The PyPI instructions were outdated and based on old software that this package has superseded. I have removed this reference for now to reflect the current state of the package, and will add it again once the package is up on PyPI.

Testing

Thanks for catching this! I built the tests using the unittest module in the standard python library, which didn't find an issue with this. I made a name change though, so I hope this will make the tests pytest friendly!

Examples

Thanks for giving these a spin. I've fixed the bond_union.py example to work properly. As for the installation issue, there was a typo in the setup.py and was pointing at the wrong folder. This means installing was a success but the wrong files were installed. I've fixed this and the examples should be working.

Usage

Graphs

Import errors and other bugs have been fixed. Some code which has been indicated here (in particular mapper.structure_mapper) has not been updated/tested thoroughly and needs to be fixed. It is not essential to any critical code in the examples and therefore I have removed it from the documentation until it is better developed and tested.

Labeling

There is now an example showing how to label a molecule.

Splitting

Should be fixed and working now.

Clustering

Should be fixed and working now.

Dataset

Ah, good catch. I've since moved this functionally to a difference branch and forgot to remove this page. I plan to further work on this later since it is not essential for the main purpose of this package

AntObi commented 2 months ago

Hi @trevorgokey ,

I've taken another look at the repository and have some further issues I've spotted

Installation

Currently, the installation in a fresh environment fails for me, which I have identified the causes.

For the setup.py for besmarts-rdkit, please remove besmarts.perceptron as besmarts-rdkit/python/besmarts/perceptron does not exist. It prevents the user from installing besmarts-rdkit: https://github.com/trevorgokey/besmarts/blob/93c9ac99344ada317050f566b7b2689a455750c5/besmarts-rdkit/python/setup.py#L17-L22

As well for besmarts-scipy, please remove besmarts.core in the setup.py file. https://github.com/trevorgokey/besmarts/blob/93c9ac99344ada317050f566b7b2689a455750c5/besmarts-scipy/python/setup.py#L18-L22

Tests

Currently 22/23 tests pass. The test test_import_core in besmarts-core/python/tests/test_import.py fails with an ImportError ImportError: cannot import name 'tree_merge' from 'besmarts.core' (unknown location). I've searched the codebase and tree_merge does not exist. Please remove tree_merge from the lines below.

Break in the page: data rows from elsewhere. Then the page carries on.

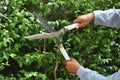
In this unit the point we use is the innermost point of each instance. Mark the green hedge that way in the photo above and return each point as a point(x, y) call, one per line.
point(95, 47)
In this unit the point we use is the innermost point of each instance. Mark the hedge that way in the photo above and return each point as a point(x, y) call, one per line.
point(96, 47)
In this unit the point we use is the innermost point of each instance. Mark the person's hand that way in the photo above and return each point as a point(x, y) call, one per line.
point(84, 20)
point(72, 65)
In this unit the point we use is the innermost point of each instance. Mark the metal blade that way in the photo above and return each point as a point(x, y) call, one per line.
point(44, 35)
point(44, 22)
point(47, 26)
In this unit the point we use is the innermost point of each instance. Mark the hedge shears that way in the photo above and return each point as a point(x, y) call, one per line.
point(52, 33)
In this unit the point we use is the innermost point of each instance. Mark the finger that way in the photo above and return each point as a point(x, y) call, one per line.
point(65, 62)
point(81, 25)
point(76, 20)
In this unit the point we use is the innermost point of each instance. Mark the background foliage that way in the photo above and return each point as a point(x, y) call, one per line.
point(95, 47)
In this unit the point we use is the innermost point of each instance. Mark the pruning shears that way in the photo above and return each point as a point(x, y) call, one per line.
point(52, 33)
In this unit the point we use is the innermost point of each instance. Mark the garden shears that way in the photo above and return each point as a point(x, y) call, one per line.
point(52, 33)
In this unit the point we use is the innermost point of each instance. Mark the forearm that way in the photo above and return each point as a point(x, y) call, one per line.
point(87, 74)
point(110, 18)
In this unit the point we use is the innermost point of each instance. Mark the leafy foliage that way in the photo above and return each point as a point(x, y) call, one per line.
point(95, 47)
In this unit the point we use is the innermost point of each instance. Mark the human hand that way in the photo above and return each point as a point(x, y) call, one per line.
point(84, 20)
point(72, 65)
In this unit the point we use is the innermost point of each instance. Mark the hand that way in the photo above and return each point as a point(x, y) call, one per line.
point(84, 20)
point(72, 65)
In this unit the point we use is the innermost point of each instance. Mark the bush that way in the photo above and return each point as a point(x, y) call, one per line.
point(95, 47)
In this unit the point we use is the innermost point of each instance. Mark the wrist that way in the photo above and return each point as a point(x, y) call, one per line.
point(91, 16)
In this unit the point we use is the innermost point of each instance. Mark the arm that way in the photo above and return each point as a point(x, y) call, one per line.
point(87, 74)
point(110, 18)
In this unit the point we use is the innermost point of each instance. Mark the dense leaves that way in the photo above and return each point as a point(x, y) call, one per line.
point(95, 47)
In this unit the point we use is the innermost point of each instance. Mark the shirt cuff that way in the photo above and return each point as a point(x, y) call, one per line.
point(80, 71)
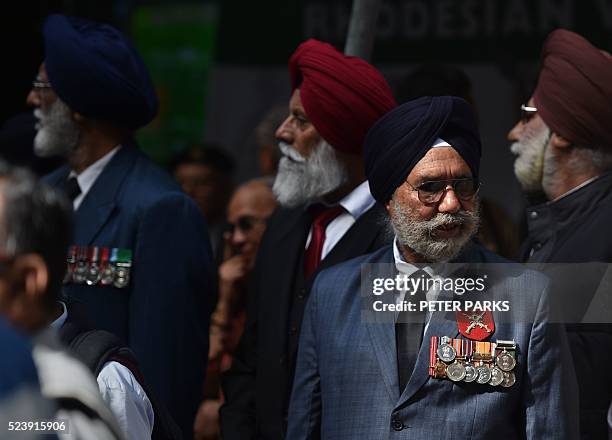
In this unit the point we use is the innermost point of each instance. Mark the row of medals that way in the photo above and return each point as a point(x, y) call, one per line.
point(105, 273)
point(464, 360)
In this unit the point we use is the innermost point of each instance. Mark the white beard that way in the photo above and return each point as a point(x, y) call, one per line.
point(529, 165)
point(58, 134)
point(301, 180)
point(416, 234)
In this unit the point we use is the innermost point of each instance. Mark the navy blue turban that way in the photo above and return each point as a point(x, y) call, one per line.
point(400, 139)
point(97, 72)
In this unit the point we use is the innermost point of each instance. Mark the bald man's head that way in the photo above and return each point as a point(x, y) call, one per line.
point(249, 208)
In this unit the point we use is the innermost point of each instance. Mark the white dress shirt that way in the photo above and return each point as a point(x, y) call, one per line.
point(88, 176)
point(356, 203)
point(123, 394)
point(408, 269)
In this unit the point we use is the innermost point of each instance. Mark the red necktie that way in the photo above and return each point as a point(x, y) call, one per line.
point(312, 257)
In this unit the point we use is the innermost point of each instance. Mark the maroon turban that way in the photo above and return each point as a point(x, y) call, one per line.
point(574, 91)
point(343, 96)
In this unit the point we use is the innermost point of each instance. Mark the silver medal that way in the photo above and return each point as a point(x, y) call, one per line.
point(122, 277)
point(497, 376)
point(484, 374)
point(108, 274)
point(509, 379)
point(455, 371)
point(80, 272)
point(93, 275)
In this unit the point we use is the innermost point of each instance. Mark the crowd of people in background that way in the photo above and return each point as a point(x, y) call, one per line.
point(177, 303)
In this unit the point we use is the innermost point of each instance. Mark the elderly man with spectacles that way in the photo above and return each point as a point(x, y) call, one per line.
point(422, 367)
point(563, 144)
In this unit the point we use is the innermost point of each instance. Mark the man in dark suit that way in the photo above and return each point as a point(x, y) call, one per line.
point(563, 144)
point(327, 215)
point(418, 368)
point(141, 261)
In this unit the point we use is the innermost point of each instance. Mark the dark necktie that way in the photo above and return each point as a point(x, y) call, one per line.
point(409, 330)
point(71, 188)
point(323, 217)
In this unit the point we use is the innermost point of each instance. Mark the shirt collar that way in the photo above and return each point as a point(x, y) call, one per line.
point(59, 322)
point(573, 190)
point(358, 201)
point(88, 176)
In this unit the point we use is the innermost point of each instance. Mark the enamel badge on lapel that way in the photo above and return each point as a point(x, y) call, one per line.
point(475, 325)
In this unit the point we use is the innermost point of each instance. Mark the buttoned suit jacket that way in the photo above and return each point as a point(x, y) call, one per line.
point(346, 383)
point(258, 385)
point(163, 314)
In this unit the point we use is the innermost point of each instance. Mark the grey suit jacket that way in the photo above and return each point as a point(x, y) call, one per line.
point(346, 383)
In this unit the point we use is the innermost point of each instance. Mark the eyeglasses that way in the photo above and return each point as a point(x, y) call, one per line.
point(527, 113)
point(432, 191)
point(245, 224)
point(40, 85)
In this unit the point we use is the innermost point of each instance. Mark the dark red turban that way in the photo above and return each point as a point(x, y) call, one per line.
point(574, 91)
point(342, 96)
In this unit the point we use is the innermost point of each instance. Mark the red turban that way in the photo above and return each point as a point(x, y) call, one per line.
point(574, 91)
point(342, 96)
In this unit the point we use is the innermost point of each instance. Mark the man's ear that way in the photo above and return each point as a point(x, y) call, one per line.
point(388, 206)
point(32, 273)
point(558, 141)
point(78, 118)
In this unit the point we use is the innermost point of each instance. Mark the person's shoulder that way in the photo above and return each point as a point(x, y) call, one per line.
point(352, 268)
point(149, 177)
point(524, 279)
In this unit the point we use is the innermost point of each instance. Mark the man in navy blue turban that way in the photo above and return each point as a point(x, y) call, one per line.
point(140, 259)
point(368, 364)
point(408, 156)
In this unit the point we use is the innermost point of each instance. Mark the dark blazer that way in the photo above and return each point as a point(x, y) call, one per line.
point(576, 229)
point(346, 382)
point(258, 385)
point(163, 314)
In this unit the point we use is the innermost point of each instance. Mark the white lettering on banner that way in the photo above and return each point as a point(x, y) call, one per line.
point(450, 19)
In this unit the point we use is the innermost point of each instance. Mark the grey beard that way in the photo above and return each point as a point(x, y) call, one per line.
point(417, 234)
point(529, 165)
point(302, 180)
point(58, 134)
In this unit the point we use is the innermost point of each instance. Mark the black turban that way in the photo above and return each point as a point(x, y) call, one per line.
point(400, 139)
point(97, 72)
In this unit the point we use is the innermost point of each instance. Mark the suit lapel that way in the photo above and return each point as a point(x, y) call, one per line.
point(382, 331)
point(288, 244)
point(358, 240)
point(100, 201)
point(440, 324)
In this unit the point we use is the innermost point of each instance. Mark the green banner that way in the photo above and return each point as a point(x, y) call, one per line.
point(177, 42)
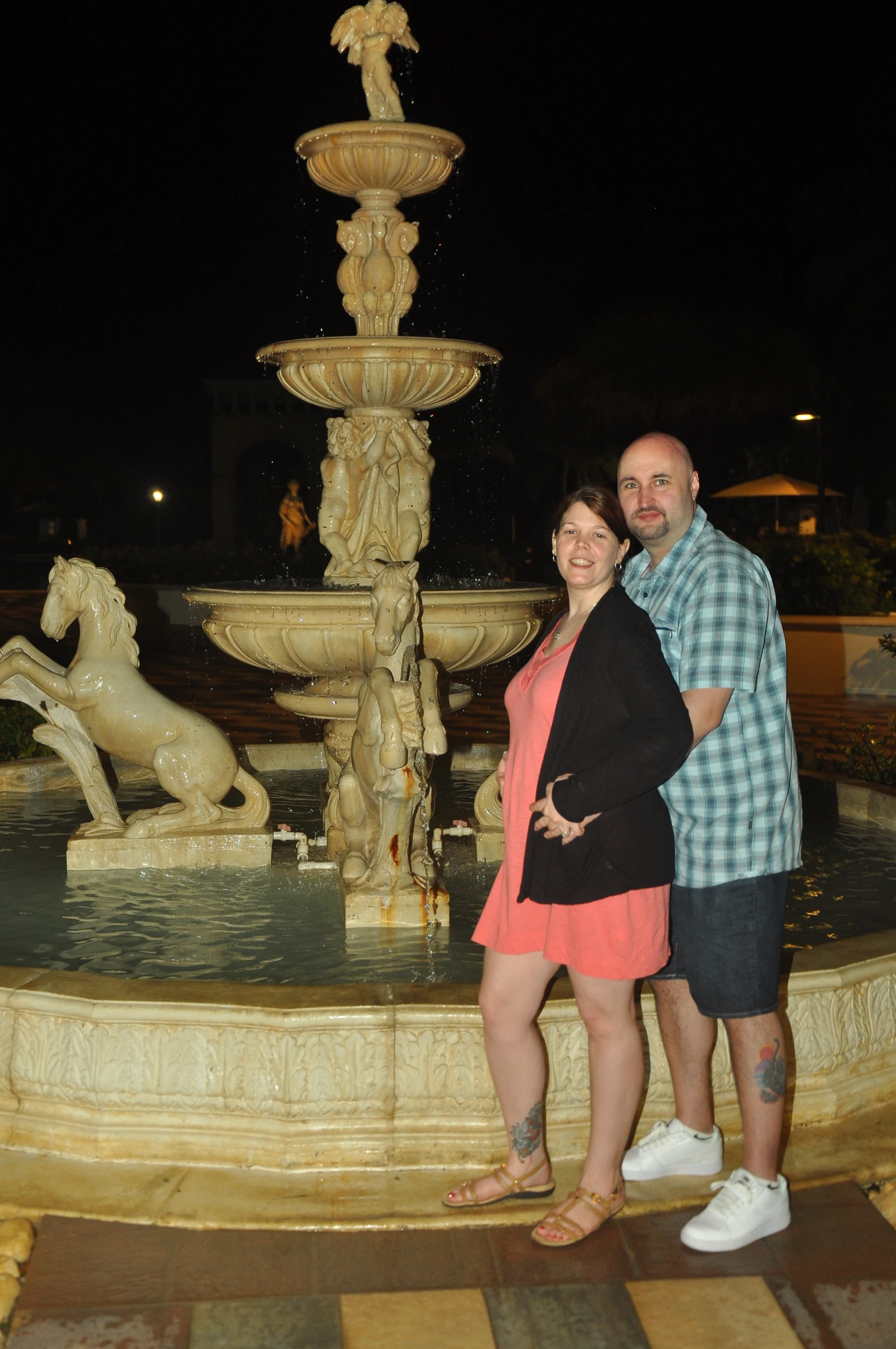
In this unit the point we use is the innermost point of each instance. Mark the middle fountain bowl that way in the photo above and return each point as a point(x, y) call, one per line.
point(366, 374)
point(328, 632)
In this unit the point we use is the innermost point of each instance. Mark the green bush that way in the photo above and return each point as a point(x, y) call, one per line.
point(829, 574)
point(871, 755)
point(17, 723)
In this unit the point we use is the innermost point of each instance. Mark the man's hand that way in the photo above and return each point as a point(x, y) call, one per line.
point(706, 707)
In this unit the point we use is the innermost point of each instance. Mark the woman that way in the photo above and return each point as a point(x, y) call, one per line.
point(595, 725)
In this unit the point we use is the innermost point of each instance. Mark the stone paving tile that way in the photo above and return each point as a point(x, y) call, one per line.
point(570, 1317)
point(656, 1251)
point(834, 1245)
point(706, 1314)
point(863, 1314)
point(805, 1320)
point(207, 1266)
point(82, 1263)
point(445, 1319)
point(103, 1328)
point(604, 1258)
point(308, 1323)
point(380, 1262)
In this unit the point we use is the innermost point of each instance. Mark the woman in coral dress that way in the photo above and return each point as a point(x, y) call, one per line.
point(597, 725)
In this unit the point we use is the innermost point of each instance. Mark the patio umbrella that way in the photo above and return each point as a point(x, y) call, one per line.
point(777, 485)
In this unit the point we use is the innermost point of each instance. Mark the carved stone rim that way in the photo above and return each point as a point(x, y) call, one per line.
point(359, 598)
point(400, 134)
point(317, 350)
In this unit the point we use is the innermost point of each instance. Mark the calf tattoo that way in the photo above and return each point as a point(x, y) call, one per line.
point(525, 1138)
point(769, 1073)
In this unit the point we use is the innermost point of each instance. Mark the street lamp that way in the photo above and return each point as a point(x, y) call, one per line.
point(158, 497)
point(819, 466)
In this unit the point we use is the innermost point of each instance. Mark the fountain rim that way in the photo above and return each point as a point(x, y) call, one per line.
point(380, 132)
point(359, 597)
point(352, 347)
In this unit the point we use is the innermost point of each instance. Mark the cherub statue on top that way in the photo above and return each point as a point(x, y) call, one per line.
point(367, 32)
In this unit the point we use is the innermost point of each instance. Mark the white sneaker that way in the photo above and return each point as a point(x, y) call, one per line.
point(745, 1209)
point(673, 1150)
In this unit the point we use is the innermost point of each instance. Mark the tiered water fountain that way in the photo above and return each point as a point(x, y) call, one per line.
point(358, 641)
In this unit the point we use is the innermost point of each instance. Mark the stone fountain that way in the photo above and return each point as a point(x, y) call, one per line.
point(374, 648)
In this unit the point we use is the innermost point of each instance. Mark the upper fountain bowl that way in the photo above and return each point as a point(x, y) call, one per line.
point(363, 372)
point(394, 158)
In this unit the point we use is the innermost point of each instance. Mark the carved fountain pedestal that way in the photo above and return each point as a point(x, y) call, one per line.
point(377, 676)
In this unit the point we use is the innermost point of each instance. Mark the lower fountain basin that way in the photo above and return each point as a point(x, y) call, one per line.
point(331, 632)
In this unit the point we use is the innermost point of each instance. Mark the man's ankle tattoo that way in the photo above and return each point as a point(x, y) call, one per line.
point(769, 1073)
point(525, 1138)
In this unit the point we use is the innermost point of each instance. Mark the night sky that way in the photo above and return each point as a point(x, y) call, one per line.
point(722, 174)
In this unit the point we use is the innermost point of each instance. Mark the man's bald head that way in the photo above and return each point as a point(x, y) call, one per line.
point(658, 490)
point(669, 443)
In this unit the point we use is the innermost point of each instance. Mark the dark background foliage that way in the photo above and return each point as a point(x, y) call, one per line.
point(665, 219)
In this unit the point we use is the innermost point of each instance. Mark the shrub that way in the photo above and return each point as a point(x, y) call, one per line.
point(871, 755)
point(830, 574)
point(17, 723)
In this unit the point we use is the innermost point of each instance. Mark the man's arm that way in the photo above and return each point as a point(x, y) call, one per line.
point(706, 707)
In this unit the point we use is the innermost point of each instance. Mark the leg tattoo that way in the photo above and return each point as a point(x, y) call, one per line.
point(525, 1138)
point(769, 1073)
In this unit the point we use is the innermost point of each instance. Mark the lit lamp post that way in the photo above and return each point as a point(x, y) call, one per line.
point(819, 467)
point(158, 497)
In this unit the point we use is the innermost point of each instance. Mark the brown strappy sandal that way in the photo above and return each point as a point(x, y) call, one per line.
point(568, 1229)
point(513, 1187)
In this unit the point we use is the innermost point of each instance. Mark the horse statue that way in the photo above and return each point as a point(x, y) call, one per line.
point(103, 700)
point(382, 787)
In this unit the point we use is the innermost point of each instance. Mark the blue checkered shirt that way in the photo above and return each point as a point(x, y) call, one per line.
point(736, 802)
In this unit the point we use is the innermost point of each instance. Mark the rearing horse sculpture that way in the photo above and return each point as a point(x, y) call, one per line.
point(101, 699)
point(382, 787)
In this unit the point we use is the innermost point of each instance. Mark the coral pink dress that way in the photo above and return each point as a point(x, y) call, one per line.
point(623, 936)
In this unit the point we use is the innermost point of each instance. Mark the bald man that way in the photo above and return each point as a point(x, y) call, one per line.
point(737, 819)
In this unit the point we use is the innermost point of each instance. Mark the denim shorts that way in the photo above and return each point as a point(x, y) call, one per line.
point(726, 942)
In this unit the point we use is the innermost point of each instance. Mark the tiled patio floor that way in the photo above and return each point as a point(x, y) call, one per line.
point(829, 1282)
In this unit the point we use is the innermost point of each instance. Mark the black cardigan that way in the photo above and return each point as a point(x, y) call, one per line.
point(621, 729)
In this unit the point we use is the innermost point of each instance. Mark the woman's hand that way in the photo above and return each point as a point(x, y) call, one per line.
point(553, 825)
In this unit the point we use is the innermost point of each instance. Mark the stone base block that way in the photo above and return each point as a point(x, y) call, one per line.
point(490, 846)
point(251, 848)
point(408, 908)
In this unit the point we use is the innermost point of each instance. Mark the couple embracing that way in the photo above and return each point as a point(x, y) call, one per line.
point(652, 814)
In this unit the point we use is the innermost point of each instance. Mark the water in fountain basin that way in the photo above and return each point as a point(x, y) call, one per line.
point(286, 927)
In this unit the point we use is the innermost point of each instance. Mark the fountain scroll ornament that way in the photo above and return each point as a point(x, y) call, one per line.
point(103, 700)
point(375, 502)
point(384, 788)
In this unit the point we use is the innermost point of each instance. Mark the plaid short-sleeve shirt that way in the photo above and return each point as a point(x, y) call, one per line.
point(736, 802)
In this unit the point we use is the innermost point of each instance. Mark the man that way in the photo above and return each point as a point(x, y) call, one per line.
point(737, 819)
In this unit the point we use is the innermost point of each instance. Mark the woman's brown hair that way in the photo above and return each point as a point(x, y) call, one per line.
point(601, 501)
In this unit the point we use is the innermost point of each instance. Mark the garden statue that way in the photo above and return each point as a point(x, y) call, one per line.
point(101, 700)
point(375, 502)
point(296, 521)
point(382, 788)
point(367, 33)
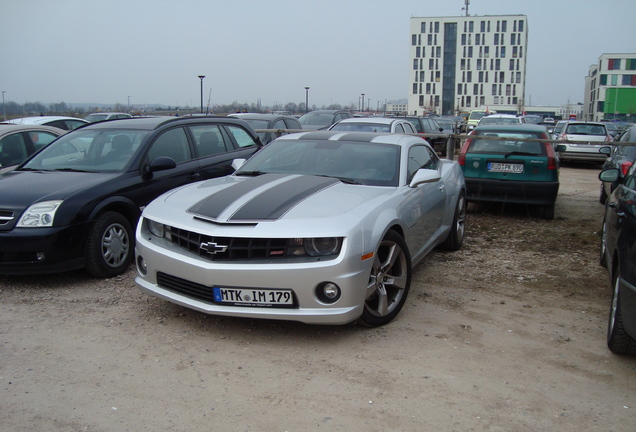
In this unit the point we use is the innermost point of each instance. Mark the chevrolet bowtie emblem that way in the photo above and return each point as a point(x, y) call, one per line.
point(213, 248)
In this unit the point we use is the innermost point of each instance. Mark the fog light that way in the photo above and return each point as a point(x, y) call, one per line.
point(142, 268)
point(328, 292)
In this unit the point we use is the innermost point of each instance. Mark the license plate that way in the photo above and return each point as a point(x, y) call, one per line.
point(253, 297)
point(504, 167)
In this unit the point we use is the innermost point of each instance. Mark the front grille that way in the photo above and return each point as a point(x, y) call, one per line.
point(6, 216)
point(237, 249)
point(186, 288)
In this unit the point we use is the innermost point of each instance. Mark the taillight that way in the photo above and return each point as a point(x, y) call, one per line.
point(625, 166)
point(462, 154)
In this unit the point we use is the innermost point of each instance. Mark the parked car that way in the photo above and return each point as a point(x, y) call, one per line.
point(511, 170)
point(595, 136)
point(322, 119)
point(269, 121)
point(18, 142)
point(618, 254)
point(75, 203)
point(501, 119)
point(373, 124)
point(428, 129)
point(60, 122)
point(318, 227)
point(102, 116)
point(621, 157)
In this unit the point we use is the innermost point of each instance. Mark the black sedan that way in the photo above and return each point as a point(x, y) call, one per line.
point(618, 253)
point(76, 203)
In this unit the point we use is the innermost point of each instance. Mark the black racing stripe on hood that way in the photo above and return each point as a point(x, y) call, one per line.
point(215, 204)
point(273, 203)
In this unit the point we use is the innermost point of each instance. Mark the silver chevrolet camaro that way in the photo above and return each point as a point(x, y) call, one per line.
point(318, 227)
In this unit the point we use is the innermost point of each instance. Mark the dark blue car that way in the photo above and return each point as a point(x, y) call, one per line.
point(618, 254)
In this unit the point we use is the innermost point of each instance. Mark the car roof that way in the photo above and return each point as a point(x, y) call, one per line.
point(7, 128)
point(41, 119)
point(525, 127)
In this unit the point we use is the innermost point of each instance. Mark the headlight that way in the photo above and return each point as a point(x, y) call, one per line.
point(39, 214)
point(322, 246)
point(155, 228)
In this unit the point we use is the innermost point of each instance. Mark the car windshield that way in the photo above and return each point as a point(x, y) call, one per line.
point(361, 127)
point(585, 129)
point(499, 120)
point(320, 119)
point(511, 145)
point(351, 162)
point(92, 150)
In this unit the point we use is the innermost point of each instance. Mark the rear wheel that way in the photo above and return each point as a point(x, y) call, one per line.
point(618, 341)
point(389, 281)
point(109, 248)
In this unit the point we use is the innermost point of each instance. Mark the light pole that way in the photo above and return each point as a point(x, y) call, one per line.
point(201, 78)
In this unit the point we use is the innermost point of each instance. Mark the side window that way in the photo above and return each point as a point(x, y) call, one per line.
point(173, 144)
point(40, 139)
point(420, 157)
point(208, 140)
point(12, 150)
point(242, 138)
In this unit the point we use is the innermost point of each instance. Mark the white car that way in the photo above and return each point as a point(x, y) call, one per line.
point(318, 227)
point(374, 124)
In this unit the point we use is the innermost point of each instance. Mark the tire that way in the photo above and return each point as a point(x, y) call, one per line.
point(618, 341)
point(456, 235)
point(110, 246)
point(603, 249)
point(389, 281)
point(548, 212)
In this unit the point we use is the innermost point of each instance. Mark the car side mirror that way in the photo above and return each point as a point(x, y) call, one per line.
point(424, 175)
point(610, 175)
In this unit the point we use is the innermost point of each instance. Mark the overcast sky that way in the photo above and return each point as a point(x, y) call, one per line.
point(102, 52)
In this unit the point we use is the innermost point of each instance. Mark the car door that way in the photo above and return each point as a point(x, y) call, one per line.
point(426, 202)
point(172, 143)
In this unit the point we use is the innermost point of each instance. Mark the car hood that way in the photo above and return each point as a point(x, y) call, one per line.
point(236, 200)
point(19, 189)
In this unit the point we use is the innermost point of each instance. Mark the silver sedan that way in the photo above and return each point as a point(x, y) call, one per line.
point(318, 227)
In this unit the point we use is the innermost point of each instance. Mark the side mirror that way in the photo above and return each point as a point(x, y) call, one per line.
point(160, 163)
point(424, 176)
point(237, 163)
point(610, 175)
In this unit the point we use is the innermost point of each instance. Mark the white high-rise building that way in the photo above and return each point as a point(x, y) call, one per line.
point(459, 64)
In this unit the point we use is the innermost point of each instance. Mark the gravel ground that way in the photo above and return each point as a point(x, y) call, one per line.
point(507, 334)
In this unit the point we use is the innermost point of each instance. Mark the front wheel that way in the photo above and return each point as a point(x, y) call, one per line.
point(618, 341)
point(389, 281)
point(109, 248)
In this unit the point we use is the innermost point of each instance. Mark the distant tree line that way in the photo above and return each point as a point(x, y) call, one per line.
point(15, 110)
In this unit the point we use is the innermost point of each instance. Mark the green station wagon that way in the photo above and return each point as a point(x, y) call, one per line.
point(501, 164)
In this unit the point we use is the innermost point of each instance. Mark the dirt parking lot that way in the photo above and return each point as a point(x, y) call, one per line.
point(508, 334)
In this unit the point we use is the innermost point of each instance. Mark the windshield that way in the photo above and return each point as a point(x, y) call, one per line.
point(320, 119)
point(352, 162)
point(93, 150)
point(361, 127)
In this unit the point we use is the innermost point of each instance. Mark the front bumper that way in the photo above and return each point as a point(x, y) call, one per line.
point(41, 250)
point(511, 191)
point(350, 273)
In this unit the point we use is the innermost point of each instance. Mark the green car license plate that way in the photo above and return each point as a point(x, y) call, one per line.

https://github.com/trevorgokey/besmarts/blob/93c9ac99344ada317050f566b7b2689a455750c5/besmarts-core/python/tests/test_import.py#L10-L34

Examples

besmarts-core/python/examples/

My configuration for running these examples was as follows:

In besmarts-core/python/besmarts/mechanics/fits.py the following import statement exists https://github.com/trevorgokey/besmarts/blob/93c9ac99344ada317050f566b7b2689a455750c5/besmarts-core/python/besmarts/mechanics/fits.py#L35

array_numpy does not appear to exist in besmarts.core which is causing all the examples that use from besmarts.mechanics import fits to fail for me. These examples would be examples 07, 09, and 11. As this import statement is also in besmarts-scipy/python/besmarts/mechanics/optimizers_scipy.py https://github.com/trevorgokey/besmarts/blob/93c9ac99344ada317050f566b7b2689a455750c5/besmarts-scipy/python/besmarts/mechanics/optimizers_scipy.py#L20 Example 10 also fails because of this.

Example 4 is failing for me because of this line: https://github.com/trevorgokey/besmarts/blob/93c9ac99344ada317050f566b7b2689a455750c5/besmarts-core/python/examples/04_init_bonds_angles.py#L11

perception_rdkit does not appear to exist in this codebase.

I will follow up by testing the examples in the documentation as well as elsewhere in the repository where I find them

trevorgokey commented 2 months ago

It turned out I had a lot of local files that were not commited to the repo so you got a lot of missing file issues. This should all be fixed. Thanks for your patience, persistence, and diligence here.